The man who saved Spidey
A behind-the-curtain superhero kept Broadway’s biggest fiasco from flopping
- Last Updated: 12:29 AM, June 12, 2012
- Posted: 9:51 PM, June 9, 2012

Today, “Spider-Man” has added an extra performance. The first 100 people named Tony — or any variation thereof — to arrive at the Foxwoods Theatre at 10 a.m. will get two free tickets to the 3 p.m. matinee.
Rick’s line: “We’re going to have more Tonys on Tony Sunday than any other show on Broadway!”
When all hell was breaking loose at the production last year — injuries, technical foul-ups, canceled performances, ballooning costs — Rick remained unflappable. Fielding phone calls from reporters in the middle of the night about yet another cast injury, he’d say, “Oh, Mary, here we go again! I’m moving my office to Bellevue!”
Last June, the night the show re-opened after an overhaul, I ran into Rick and his team in Times Square. They were carrying flowers to present to the cast and Julie Taymor at the curtain call. (Taymor had been fired a couple of months earlier but decided to attend the opening in support of her actors.)
Rick and I thought it would be a kick if I were one of the “flower boys.” So he handed me a bouquet and I went down to the lip of the stage and passed out flowers to Taymor and the cast. Patrick Page (Green Goblin) and Michael Mulheren (J. Jonah Jameson) burst out laughing when they saw me.
The intense press coverage of “Spider-Man” helped keep the show on the boards. Before performances began in November 2010, advance sales were weak. But once people started getting injured, the box office exploded. People wanted to see Spider-Men tumble into the pit. It became Broadway’s version of NASCAR.
“Spider-Man” wound up on the cover of New York magazine and The New Yorker. Its problems were chronicled in newspapers around the world and every media personality from Don Imus to Stephen Colbert, Lesley Stahl to Whoopi Goldberg weighed in.

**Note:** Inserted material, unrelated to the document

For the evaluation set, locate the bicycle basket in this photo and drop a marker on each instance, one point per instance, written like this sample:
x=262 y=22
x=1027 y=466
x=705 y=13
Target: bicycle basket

The critics killed “Spider-Man” in all its incarnations. But that didn’t matter. The prime audience for the show — international tourists — has never heard of Ben Brantley of the Times or Elisabeth Vincentelli of The Post.
“Spider-Man” is a gold-plated title and the producers, aided by Miramontez and his team, have persuaded the public that its special effects are as thrilling as anything in Cirque du Soleil.
And so “Spider-Man” endures. Will it make money?
Not on Broadway. It may gross $1.3 million a week but that just about covers its weekly overhead. It’s hard to see how the investors will ever get back their $85 million in New York.
But the longer the show runs here, the more in demand it will be in other markets.
And that’s the plan: license productions in huge arenas all over the world.
It just might work, as long as each production studies the Miramontez press strategy that spins dross into gold.
I have a feeling Rick’s about to rack up a lot of frequent flyer miles.
Oh, Mary!
The Tony Awards air tonight at 8 p.m. on CBS.